SEXO - Publié le 24/08/2018 à 20:55


Avec le Brexit, risque d'une pénurie de sperme au Royaume-Uni



Une sortie de l'Union européenne sans accord risque de mettre en difficulté les couples britanniques qui font appel au don de sperme pour procréer, car ils ne pourront plus faire appel aux banques de spermes européennes, a souligné le gouvernement.

Dans une note technique publiée jeudi destinée à préparer les entreprises et la population aux conséquences d'un divorce éventuellement sans accord, le gouvernement britannique souligne que le pays avait importé quelque 3.000 échantillons de sperme du Danemark l'an dernier, et 4.000 des Etats-Unis.

Londres a aussi importé quelque 500 ovules et embryons de pays européens.

Or si les discussions entre Londres et Bruxelles échouent, la législation européenne relative au sang, tissus et cellules humains ne s'appliquera plus pour le Royaume-Uni, a indiqué le gouvernement. Avec pour conséquence la nécessité pour les banques de sperme britanniques "de nouveaux accords avec les établissements compétents".

Pour compenser, le ministère de la Santé souligne que les entreprises disposant d'une licence pourront faire appel à des importations de pays tiers. Sans rassurer dans un pays où les dons de sperme ont drastiquement diminué depuis que les donneurs ont perdu le droit à l'anonymat par une loi de 2005.
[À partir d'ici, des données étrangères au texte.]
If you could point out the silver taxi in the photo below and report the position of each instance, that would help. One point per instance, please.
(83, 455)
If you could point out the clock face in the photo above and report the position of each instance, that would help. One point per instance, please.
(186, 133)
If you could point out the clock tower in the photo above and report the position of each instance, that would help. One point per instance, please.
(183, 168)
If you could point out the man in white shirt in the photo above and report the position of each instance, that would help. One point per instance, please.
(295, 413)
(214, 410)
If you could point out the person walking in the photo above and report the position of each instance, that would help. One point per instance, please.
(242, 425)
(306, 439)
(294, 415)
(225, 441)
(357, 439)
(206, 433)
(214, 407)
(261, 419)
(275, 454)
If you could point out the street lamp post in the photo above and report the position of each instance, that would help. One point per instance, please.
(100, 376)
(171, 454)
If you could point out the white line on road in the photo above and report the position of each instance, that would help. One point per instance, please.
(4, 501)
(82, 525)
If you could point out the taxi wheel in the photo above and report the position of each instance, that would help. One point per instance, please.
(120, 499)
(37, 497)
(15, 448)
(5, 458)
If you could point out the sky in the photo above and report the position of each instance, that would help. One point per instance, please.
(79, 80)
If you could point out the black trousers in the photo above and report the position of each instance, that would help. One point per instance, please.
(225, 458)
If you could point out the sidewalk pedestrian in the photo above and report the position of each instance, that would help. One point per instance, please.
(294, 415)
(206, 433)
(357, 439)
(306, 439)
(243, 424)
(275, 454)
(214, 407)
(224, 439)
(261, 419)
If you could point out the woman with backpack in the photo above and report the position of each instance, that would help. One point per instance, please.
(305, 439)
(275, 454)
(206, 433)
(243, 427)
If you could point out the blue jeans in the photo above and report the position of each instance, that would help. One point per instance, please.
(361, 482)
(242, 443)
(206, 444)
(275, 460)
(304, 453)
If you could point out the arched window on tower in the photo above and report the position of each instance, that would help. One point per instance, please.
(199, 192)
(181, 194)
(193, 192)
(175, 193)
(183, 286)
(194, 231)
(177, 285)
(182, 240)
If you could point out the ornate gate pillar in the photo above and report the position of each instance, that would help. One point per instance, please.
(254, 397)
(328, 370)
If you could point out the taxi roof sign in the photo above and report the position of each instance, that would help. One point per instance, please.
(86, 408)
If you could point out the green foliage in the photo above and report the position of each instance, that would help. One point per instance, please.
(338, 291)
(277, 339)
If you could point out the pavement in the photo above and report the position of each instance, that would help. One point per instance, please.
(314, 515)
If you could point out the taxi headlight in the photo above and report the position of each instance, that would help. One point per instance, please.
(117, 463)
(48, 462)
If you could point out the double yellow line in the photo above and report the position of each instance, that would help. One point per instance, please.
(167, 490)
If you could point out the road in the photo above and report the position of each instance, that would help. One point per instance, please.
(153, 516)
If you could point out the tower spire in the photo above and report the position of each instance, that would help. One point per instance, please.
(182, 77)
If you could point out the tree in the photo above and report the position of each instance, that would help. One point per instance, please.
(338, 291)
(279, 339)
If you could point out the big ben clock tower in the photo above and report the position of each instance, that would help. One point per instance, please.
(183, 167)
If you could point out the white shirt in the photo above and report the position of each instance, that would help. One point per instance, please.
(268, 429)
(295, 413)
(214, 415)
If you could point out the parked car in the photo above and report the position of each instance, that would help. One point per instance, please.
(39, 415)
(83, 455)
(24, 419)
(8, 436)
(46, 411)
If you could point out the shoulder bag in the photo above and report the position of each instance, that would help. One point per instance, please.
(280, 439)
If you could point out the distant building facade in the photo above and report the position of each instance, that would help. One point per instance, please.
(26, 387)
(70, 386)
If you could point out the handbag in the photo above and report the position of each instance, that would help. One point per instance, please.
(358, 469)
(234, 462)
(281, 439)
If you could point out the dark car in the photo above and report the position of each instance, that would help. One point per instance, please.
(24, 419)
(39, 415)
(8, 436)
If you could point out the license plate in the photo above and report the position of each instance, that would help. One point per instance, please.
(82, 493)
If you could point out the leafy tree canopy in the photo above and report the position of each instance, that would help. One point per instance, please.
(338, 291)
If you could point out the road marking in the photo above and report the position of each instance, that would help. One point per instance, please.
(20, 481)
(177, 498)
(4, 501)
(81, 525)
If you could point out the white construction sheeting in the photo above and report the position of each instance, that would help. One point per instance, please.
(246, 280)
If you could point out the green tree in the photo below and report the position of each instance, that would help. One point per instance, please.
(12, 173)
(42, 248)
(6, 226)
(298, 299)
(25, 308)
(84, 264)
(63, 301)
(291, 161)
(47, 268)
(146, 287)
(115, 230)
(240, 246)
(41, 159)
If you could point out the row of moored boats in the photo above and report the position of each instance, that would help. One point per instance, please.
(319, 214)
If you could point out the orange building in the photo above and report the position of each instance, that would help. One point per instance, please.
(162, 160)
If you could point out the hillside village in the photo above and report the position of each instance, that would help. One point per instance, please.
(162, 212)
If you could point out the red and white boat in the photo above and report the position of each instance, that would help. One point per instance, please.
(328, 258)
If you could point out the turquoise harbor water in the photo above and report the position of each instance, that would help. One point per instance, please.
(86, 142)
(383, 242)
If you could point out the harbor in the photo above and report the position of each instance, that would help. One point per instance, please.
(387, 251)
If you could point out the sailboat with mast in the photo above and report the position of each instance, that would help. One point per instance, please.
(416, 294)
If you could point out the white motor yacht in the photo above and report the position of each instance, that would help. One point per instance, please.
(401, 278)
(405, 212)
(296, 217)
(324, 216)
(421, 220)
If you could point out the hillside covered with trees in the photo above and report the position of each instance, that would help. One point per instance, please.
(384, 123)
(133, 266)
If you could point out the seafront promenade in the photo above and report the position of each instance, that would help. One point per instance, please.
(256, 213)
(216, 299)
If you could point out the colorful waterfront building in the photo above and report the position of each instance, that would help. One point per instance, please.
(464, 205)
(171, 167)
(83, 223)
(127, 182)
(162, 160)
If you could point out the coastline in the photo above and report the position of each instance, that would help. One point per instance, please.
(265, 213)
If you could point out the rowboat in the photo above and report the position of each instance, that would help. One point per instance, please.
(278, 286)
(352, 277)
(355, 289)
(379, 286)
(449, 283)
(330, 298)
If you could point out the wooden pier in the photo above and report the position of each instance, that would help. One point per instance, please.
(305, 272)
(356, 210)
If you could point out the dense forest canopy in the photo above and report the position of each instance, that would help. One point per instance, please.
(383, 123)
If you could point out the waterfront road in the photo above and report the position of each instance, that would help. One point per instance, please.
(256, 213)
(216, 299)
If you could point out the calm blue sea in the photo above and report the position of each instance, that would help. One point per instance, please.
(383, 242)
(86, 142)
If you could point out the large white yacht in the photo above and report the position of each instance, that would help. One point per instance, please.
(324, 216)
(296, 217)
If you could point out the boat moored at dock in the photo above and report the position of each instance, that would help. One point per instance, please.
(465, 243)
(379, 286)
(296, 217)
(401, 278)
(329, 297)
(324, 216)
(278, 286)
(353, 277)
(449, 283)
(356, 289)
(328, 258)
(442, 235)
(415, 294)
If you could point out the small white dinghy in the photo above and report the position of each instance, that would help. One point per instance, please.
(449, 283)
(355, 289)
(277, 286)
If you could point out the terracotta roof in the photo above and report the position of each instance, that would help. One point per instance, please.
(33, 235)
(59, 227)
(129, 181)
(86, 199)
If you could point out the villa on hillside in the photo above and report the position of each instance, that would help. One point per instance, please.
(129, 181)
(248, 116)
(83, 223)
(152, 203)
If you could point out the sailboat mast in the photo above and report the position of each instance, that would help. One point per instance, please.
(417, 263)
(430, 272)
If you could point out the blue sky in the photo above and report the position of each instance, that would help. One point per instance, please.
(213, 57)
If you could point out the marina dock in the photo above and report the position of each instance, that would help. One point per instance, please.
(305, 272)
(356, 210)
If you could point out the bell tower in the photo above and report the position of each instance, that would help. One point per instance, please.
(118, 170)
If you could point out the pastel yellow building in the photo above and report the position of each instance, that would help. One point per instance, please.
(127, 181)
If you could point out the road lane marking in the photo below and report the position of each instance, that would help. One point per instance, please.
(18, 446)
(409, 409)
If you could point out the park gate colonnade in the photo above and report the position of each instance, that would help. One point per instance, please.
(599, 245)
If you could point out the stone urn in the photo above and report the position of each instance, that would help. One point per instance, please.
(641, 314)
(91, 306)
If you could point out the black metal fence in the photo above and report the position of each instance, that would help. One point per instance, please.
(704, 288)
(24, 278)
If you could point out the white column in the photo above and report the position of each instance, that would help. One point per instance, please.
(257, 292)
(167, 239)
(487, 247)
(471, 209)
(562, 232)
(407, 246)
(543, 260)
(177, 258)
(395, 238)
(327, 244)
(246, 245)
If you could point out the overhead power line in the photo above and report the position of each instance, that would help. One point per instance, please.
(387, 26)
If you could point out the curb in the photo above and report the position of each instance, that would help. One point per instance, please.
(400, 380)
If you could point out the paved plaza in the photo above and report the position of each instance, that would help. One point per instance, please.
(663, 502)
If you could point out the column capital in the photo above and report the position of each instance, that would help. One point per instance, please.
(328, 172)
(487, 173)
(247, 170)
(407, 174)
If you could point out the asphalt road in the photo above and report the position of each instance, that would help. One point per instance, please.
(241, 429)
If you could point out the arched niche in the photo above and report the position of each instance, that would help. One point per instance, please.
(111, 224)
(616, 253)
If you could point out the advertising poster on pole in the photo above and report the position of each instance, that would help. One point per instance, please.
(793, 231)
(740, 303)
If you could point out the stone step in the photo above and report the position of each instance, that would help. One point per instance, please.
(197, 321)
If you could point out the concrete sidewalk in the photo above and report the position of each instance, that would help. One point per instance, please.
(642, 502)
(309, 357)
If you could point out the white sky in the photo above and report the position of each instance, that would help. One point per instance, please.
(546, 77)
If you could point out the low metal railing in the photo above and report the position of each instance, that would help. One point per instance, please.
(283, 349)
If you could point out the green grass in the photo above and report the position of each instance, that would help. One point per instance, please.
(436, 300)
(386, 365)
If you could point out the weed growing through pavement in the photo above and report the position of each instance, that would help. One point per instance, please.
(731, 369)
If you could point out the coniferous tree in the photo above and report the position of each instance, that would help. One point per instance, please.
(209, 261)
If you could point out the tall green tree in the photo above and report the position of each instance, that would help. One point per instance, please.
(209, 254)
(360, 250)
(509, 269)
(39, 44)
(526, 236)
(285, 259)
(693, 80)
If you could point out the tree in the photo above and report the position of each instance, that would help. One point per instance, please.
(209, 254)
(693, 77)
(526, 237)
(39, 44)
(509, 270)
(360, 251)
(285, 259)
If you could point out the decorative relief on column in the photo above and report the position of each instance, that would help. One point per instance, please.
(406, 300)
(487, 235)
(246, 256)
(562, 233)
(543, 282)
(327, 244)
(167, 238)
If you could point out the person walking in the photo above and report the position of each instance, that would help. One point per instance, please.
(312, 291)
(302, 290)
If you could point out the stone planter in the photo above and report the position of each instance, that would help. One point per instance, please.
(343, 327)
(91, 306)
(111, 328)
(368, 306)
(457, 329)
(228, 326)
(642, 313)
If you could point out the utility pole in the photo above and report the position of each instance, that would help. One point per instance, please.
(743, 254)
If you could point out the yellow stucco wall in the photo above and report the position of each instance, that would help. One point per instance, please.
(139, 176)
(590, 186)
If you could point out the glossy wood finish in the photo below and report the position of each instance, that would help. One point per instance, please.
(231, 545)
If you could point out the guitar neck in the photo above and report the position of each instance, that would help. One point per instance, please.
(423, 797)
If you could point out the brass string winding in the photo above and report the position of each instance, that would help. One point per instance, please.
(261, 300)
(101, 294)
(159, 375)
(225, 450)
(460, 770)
Selon Geetha Venkat, directrice de la clinique spécialisée dans les questions de fertilité Harley Street Fertility Clinic, les couples ayant besoin de dons de sperme commencent à "paniquer", car un changement de législation intervenu aux Etats-Unis signifie que les importations en provenance de ce pays peuvent prendre jusqu'à trois mois, quand il suffit d'une semaine depuis le Danemark.

Les formalités administratives supplémentaires induites par un Brexit sans accord pourraient en outre conduire à une hausse des coûts pour les entreprises qui sera répercutée sur les couples, a-t-elle averti.

L'incertitude qui entoure un tel scénario ne fait qu'ajouter au "stress qui accompagne déjà ce traitement", a-t-elle regretté sur la BBC.